Projet de loi sur les lanceurs d'alerte - « Les protéger, c'est nous protéger tous » -Vincent Marissal

QUÉBEC, le 9 mai 2019 /CNW Telbec/ - Le député de Rosemont et responsable solidaire en matière de services publics, Vincent Marissal, a déposé ce matin le projet de loi 198, qui vise à faciliter la divulgation dans l'intérêt public d'actes répréhensibles et à renforcer la protection de tous les lanceurs d'alerte, qu'ils soient issus du secteur public ou privé, en élargissant le régime de protection contre les représailles.

« Les lanceurs d'alerte sont des acteurs essentiels à la bonne santé de notre démocratie. Plusieurs d'entre eux ont risqué de perdre leur emploi, ont mis leur sécurité et celle de leur famille en jeu pour dénoncer des actes qui vont à l'encontre de l'intérêt du public. Les protéger eux, c'est nous protéger tous. Si on veut réellement faciliter la divulgation d'actes répréhensibles et leur donner plus de sécurité, ça nous prend des balises claires et de meilleurs mécanismes de protection. C'est l'objectif du projet de loi que j'ai présenté aujourd'hui en chambre », explique M. Marissal.

Le projet de loi 198 s'inscrit dans la droite ligne du projet déposé en 2015 Manon Massé, mais il comporte aussi de nouveaux éléments qui permettront d'en renforcer la portée. Il prévoit notamment d'étendre la protection des lanceurs d'alerte aux personnes issues du secteur privé et à celles choisissant d'alerter directement les médias sans passer par leur organisation. Pour le député de Rosemont, il s'agit d'un grand pas en avant qui permettra de pallier aux faiblesses de la législation actuelle.

« Le projet de loi présenté en 2017 par l'ancien ministre Martin Coiteux était un pas dans la bonne direction, mais un pas beaucoup trop timide. L'affaire Louis Robert nous l'a malheureusement prouvé avec éloquence. Elle a mis le doigt sur plusieurs gros bobos. Il était essentiel pour nous de tirer des leçons de cet épisode et de proposer un texte ambitieux permettant de mieux protéger les lanceurs d'alerte. Avec le projet de loi 198, nous avons bien fait nos devoirs, et nous espérons maintenant que le gouvernement de la CAQ fera les siens », a-t-il conclu.

Des anciens journalistes appuient le projet de loi

Vincent Marissal a d'ailleurs reçu l'appui non partisan de plusieurs personnalités bien au fait des enjeux fondamentaux liés à la protection des lanceurs d'alerte, notamment des anciens journalistes d'enquête André Noël et Alain Saulnier, et de Richard Perron, le président du Syndicat des professionnelles et professionnels du gouvernement du Québec, qui défend actuellement l'agronome Louis Robert afin d'obtenir son retour en poste au ministère de l'Agriculture, des Pêcheries et de l'Alimentation.

«Tous les journalistes d'enquête vous le diront: les lanceurs d'alerte sont des maillons essentiels de la grande chaîne du droit du public à l'information.

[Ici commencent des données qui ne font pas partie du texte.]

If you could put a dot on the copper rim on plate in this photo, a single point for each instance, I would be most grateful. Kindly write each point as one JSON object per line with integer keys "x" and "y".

Nous devons leur procurer plus de protection, pas moins, afin qu'ils puissent aussi alerter les médias de situations graves et des risques pour la population », a fait valoir André Noël.

« Le congédiement de l'agronome Louis Robert pour avoir dénoncé la présence importante de l'industrie des pesticides dans les instituts de recherche démontre que les lanceurs d'alertes sont mal protégés actuellement. Si les éléments pertinents de ce projet de loi étaient adoptés, l'intérêt public prévaudrait désormais sur celui de l'image des organisations », a pour sa part souligné Richard Perron.

Pour consulter la vidéo d'appui d'Alain Saulnier : https://bit.ly/2Jc89jP

Le projet de loi 198 en bref :

  • Étendre le régime de protection des lanceurs d'alerte à toute divulgation d'un acte répréhensible, et non plus seulement à ceux commis à l'égard d'un organisme public;
  • Créer un poste de Commissaire à l'intégrité, qui aurait pour responsabilités de recevoir les divulgations, de faire enquête et d'énoncer des recommandations à la plus haute autorité administrative au sein de l'entité concernée;
  • Protéger les lanceurs d'alerte décidant d'alerter directement les médias sans passer par une dénonciation au sein de leur ministère ou organisation;
  • Rendre illégale toute forme de représailles à l'égard d'un lanceur d'alerte.